BAT4406F was well tolerated at doses up to 750 mg and showed an expected pharmacodynamic effect of significant and long-term depletion of CD19 B lymphocytes. It has also shown preliminary evidence of activity in NMOSD maintenance treatment, warranting further investigations.
ClinicalTrials.gov identifier: NCT04146285.

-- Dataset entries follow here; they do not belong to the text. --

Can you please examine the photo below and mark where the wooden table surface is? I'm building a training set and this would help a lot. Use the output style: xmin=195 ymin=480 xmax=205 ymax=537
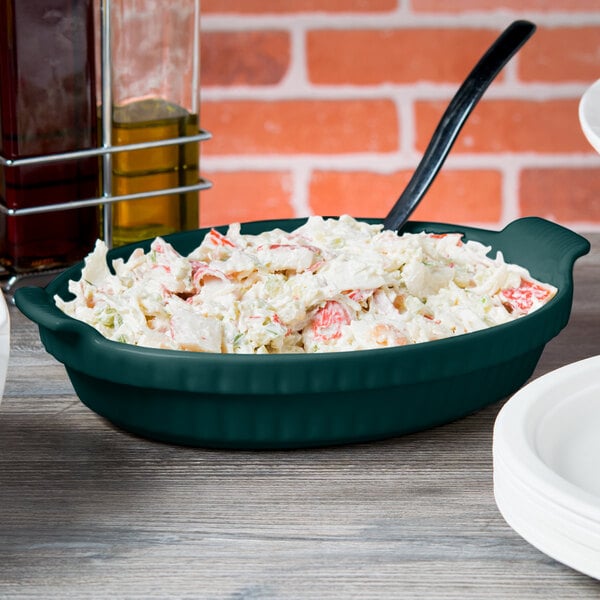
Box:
xmin=1 ymin=233 xmax=599 ymax=599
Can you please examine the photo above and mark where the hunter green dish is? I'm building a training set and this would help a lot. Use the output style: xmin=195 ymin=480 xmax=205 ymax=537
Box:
xmin=14 ymin=217 xmax=589 ymax=449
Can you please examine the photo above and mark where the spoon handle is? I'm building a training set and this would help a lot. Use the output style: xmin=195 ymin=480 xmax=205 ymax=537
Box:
xmin=383 ymin=20 xmax=536 ymax=232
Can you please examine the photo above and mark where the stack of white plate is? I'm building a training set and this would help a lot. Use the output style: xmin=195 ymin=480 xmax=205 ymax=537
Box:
xmin=493 ymin=355 xmax=600 ymax=580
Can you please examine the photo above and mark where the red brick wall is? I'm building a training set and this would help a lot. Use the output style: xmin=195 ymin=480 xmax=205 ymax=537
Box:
xmin=199 ymin=1 xmax=600 ymax=231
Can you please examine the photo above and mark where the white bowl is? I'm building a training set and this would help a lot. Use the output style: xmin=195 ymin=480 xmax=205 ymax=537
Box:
xmin=579 ymin=78 xmax=600 ymax=154
xmin=0 ymin=290 xmax=9 ymax=405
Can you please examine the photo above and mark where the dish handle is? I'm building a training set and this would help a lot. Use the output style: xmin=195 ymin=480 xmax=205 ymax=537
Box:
xmin=14 ymin=286 xmax=85 ymax=337
xmin=500 ymin=217 xmax=590 ymax=272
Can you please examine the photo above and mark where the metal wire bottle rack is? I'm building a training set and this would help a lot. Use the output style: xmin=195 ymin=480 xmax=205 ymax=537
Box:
xmin=0 ymin=0 xmax=211 ymax=295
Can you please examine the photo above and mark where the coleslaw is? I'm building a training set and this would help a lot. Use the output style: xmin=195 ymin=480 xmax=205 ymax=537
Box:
xmin=55 ymin=215 xmax=557 ymax=354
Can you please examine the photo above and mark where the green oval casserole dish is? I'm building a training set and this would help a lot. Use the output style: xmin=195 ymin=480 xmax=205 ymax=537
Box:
xmin=14 ymin=217 xmax=590 ymax=449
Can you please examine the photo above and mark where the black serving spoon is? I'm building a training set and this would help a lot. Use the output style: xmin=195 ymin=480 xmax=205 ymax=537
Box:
xmin=383 ymin=20 xmax=536 ymax=232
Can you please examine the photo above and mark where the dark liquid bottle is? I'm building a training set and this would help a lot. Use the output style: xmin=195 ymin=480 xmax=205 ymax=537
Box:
xmin=0 ymin=0 xmax=99 ymax=274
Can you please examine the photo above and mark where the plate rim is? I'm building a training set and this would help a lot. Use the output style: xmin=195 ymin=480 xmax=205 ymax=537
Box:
xmin=494 ymin=355 xmax=600 ymax=524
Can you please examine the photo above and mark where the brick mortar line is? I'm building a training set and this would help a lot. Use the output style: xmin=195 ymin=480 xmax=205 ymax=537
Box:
xmin=201 ymin=153 xmax=600 ymax=171
xmin=397 ymin=97 xmax=415 ymax=161
xmin=284 ymin=23 xmax=308 ymax=89
xmin=290 ymin=166 xmax=313 ymax=217
xmin=201 ymin=84 xmax=593 ymax=102
xmin=501 ymin=163 xmax=521 ymax=224
xmin=201 ymin=13 xmax=600 ymax=31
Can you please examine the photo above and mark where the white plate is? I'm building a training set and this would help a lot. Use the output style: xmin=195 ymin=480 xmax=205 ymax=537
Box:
xmin=493 ymin=355 xmax=600 ymax=580
xmin=579 ymin=79 xmax=600 ymax=154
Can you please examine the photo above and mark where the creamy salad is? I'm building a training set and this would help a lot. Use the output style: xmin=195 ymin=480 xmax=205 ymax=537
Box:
xmin=55 ymin=215 xmax=557 ymax=354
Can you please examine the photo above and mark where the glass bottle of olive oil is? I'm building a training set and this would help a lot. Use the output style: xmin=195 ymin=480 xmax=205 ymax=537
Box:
xmin=109 ymin=0 xmax=200 ymax=246
xmin=111 ymin=99 xmax=199 ymax=246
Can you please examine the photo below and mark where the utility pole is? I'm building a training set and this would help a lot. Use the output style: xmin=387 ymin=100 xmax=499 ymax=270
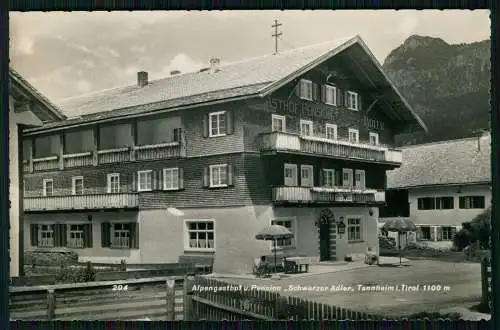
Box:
xmin=272 ymin=19 xmax=282 ymax=54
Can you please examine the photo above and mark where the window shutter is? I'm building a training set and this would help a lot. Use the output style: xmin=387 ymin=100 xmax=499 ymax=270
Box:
xmin=226 ymin=111 xmax=234 ymax=135
xmin=30 ymin=224 xmax=38 ymax=247
xmin=202 ymin=114 xmax=209 ymax=138
xmin=54 ymin=224 xmax=62 ymax=247
xmin=85 ymin=224 xmax=93 ymax=248
xmin=227 ymin=165 xmax=234 ymax=186
xmin=436 ymin=227 xmax=443 ymax=241
xmin=131 ymin=172 xmax=137 ymax=192
xmin=178 ymin=168 xmax=184 ymax=189
xmin=344 ymin=91 xmax=349 ymax=108
xmin=158 ymin=169 xmax=163 ymax=190
xmin=61 ymin=224 xmax=68 ymax=247
xmin=337 ymin=88 xmax=343 ymax=107
xmin=101 ymin=223 xmax=111 ymax=247
xmin=459 ymin=197 xmax=465 ymax=209
xmin=151 ymin=170 xmax=157 ymax=190
xmin=358 ymin=94 xmax=362 ymax=111
xmin=312 ymin=83 xmax=319 ymax=101
xmin=130 ymin=223 xmax=139 ymax=249
xmin=319 ymin=169 xmax=324 ymax=187
xmin=321 ymin=85 xmax=326 ymax=103
xmin=295 ymin=80 xmax=302 ymax=98
xmin=203 ymin=167 xmax=209 ymax=188
xmin=173 ymin=128 xmax=182 ymax=142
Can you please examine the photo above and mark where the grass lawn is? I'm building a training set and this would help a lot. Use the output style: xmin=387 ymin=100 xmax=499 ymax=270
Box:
xmin=379 ymin=247 xmax=489 ymax=263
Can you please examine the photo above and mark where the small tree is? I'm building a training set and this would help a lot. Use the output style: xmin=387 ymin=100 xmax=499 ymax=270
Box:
xmin=454 ymin=206 xmax=491 ymax=250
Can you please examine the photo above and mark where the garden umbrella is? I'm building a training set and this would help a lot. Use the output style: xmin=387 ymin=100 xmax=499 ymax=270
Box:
xmin=382 ymin=218 xmax=417 ymax=265
xmin=255 ymin=225 xmax=294 ymax=273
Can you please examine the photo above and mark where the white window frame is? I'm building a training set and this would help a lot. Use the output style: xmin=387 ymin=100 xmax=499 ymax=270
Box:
xmin=67 ymin=224 xmax=86 ymax=248
xmin=72 ymin=176 xmax=84 ymax=195
xmin=137 ymin=170 xmax=153 ymax=192
xmin=342 ymin=168 xmax=353 ymax=188
xmin=347 ymin=91 xmax=359 ymax=111
xmin=184 ymin=219 xmax=215 ymax=252
xmin=163 ymin=167 xmax=180 ymax=191
xmin=209 ymin=164 xmax=228 ymax=188
xmin=300 ymin=119 xmax=313 ymax=137
xmin=300 ymin=164 xmax=314 ymax=188
xmin=111 ymin=223 xmax=132 ymax=249
xmin=38 ymin=223 xmax=55 ymax=248
xmin=348 ymin=128 xmax=359 ymax=144
xmin=323 ymin=169 xmax=335 ymax=188
xmin=284 ymin=163 xmax=298 ymax=186
xmin=209 ymin=111 xmax=227 ymax=137
xmin=347 ymin=216 xmax=363 ymax=242
xmin=325 ymin=123 xmax=338 ymax=140
xmin=270 ymin=217 xmax=297 ymax=250
xmin=299 ymin=79 xmax=313 ymax=100
xmin=369 ymin=132 xmax=379 ymax=146
xmin=354 ymin=170 xmax=366 ymax=189
xmin=271 ymin=114 xmax=286 ymax=132
xmin=107 ymin=173 xmax=120 ymax=193
xmin=325 ymin=85 xmax=337 ymax=106
xmin=43 ymin=179 xmax=54 ymax=197
xmin=441 ymin=226 xmax=454 ymax=241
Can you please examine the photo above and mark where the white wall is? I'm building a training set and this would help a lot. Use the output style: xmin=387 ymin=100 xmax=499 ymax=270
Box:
xmin=9 ymin=96 xmax=20 ymax=277
xmin=408 ymin=184 xmax=491 ymax=226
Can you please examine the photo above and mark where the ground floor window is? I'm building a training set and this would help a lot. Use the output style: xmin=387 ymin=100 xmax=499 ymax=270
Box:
xmin=271 ymin=218 xmax=295 ymax=249
xmin=441 ymin=226 xmax=454 ymax=241
xmin=185 ymin=220 xmax=215 ymax=250
xmin=347 ymin=217 xmax=362 ymax=242
xmin=67 ymin=224 xmax=92 ymax=248
xmin=101 ymin=222 xmax=139 ymax=249
xmin=419 ymin=226 xmax=432 ymax=240
xmin=39 ymin=224 xmax=55 ymax=247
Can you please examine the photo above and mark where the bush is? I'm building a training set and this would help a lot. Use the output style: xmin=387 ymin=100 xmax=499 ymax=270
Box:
xmin=379 ymin=235 xmax=396 ymax=250
xmin=55 ymin=262 xmax=96 ymax=284
xmin=25 ymin=250 xmax=79 ymax=267
xmin=453 ymin=207 xmax=491 ymax=250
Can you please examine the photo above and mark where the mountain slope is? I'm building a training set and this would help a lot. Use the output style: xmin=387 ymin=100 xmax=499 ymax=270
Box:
xmin=383 ymin=35 xmax=491 ymax=145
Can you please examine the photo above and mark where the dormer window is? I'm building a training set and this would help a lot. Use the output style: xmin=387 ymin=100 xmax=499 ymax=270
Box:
xmin=297 ymin=79 xmax=313 ymax=101
xmin=346 ymin=91 xmax=359 ymax=111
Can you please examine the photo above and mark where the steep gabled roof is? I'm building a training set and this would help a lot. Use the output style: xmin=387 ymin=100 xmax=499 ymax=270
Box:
xmin=25 ymin=36 xmax=426 ymax=133
xmin=387 ymin=133 xmax=491 ymax=189
xmin=9 ymin=68 xmax=67 ymax=121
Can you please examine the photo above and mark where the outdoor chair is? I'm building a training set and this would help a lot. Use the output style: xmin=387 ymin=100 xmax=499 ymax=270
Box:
xmin=364 ymin=247 xmax=379 ymax=265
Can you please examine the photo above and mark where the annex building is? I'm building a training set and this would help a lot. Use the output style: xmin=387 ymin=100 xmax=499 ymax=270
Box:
xmin=21 ymin=36 xmax=426 ymax=274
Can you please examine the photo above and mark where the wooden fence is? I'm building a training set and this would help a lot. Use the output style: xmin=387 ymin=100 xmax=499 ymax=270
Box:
xmin=481 ymin=256 xmax=492 ymax=311
xmin=10 ymin=276 xmax=187 ymax=321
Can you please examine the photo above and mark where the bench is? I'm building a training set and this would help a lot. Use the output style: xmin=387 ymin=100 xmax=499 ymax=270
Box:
xmin=283 ymin=257 xmax=310 ymax=274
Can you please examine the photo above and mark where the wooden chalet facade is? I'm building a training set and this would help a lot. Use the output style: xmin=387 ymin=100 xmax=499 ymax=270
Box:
xmin=21 ymin=36 xmax=426 ymax=273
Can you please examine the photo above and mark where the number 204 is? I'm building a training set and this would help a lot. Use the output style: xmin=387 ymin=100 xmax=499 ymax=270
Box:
xmin=112 ymin=284 xmax=128 ymax=291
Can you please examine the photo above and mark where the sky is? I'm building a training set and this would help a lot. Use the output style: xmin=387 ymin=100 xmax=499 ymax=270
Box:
xmin=10 ymin=10 xmax=490 ymax=103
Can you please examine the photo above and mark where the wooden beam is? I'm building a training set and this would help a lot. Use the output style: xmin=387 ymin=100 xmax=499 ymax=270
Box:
xmin=365 ymin=99 xmax=379 ymax=115
xmin=347 ymin=54 xmax=377 ymax=88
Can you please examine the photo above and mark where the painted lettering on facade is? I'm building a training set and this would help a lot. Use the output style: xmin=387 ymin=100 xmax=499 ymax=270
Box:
xmin=266 ymin=98 xmax=384 ymax=131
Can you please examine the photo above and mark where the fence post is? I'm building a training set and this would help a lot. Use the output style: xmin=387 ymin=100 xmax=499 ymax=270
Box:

视神经脊髓炎谱系障碍(NMOSD)是一种罕见的中枢神经系统(CNS)自身免疫性疾病,会使人致残。这是首例在中国 NMOSD 患者中进行的 BAT4406F 的剂量递增、I 期临床研究。BAT4406F 是一种增强抗体依赖性细胞介导的细胞毒性(ADCC)的全人源化抗 CD20 单克隆抗体。
采用“3+3”设计,并根据既定的剂量递增算法,将入组的 NMOSD 患者按 BAT4406F 的五个递增剂量组顺序分配,接受单次静脉注射,然后进行为期 6 个月的观察期。研究目的是评估 BAT4406F 的最大耐受剂量(MTD)和剂量限制毒性(DLT)、安全性、药代动力学(PK)、药效学和免疫原性,并初步探索 BAT4406F 在 NMOSD 中的疗效。
共纳入 15 例中国 NMOSD 患者,接受了递增剂量的 BAT4406F,范围为 20 至 750mg。在研究剂量下,无受试者发生 DLT。BAT4406F 注射具有良好的安全性,大多数不良事件(AE)的严重程度为 CTCAE 1 级或 2 级,无任何受试者发生任何≥3 级药物不良反应(ADR)或严重不良反应。随着 BAT4406F 剂量的增加,最大血浆浓度(C)、从 0 到最后可测量时间点的浓度-时间曲线下面积(AUC)和从 0 到无穷大的浓度-时间曲线下面积(AUC)呈上升趋势,而平均清除率(CL)、末端消除率(λ)和表观分布体积(V)则下降。平均消除半衰期(T)范围为 9.0-16.4 天。BAT4406F 的 PK 特征通常是非线性的。在所有剂量组中,BAT4406F 均导致 B 细胞迅速而显著的耗竭。单次给予 500mg 或 750mg,可使 CD19 B 淋巴细胞计数在整个 6 个月的观察期内保持在 10/μL 以下。3 名受试者的抗药抗体(ADA)呈阳性,且均为中和抗体(NAb)阴性。在给药后第 99/180 天,与基线相比,多个剂量组的扩展残疾状况量表(EDSS)评分降低。在观察期间,2 名患者(13.3%)发生 NMOSD 复发,其余 13 名患者(86.7%)未复发。
BAT4406F 耐受良好,最高剂量达 750mg,且具有预期的药效学作用,可显著且长期耗竭 CD19 B 淋巴细胞。它在 NMOSD 的维持治疗中也显示出初步的疗效证据,值得进一步研究。
ClinicalTrials.gov 标识符:NCT04146285。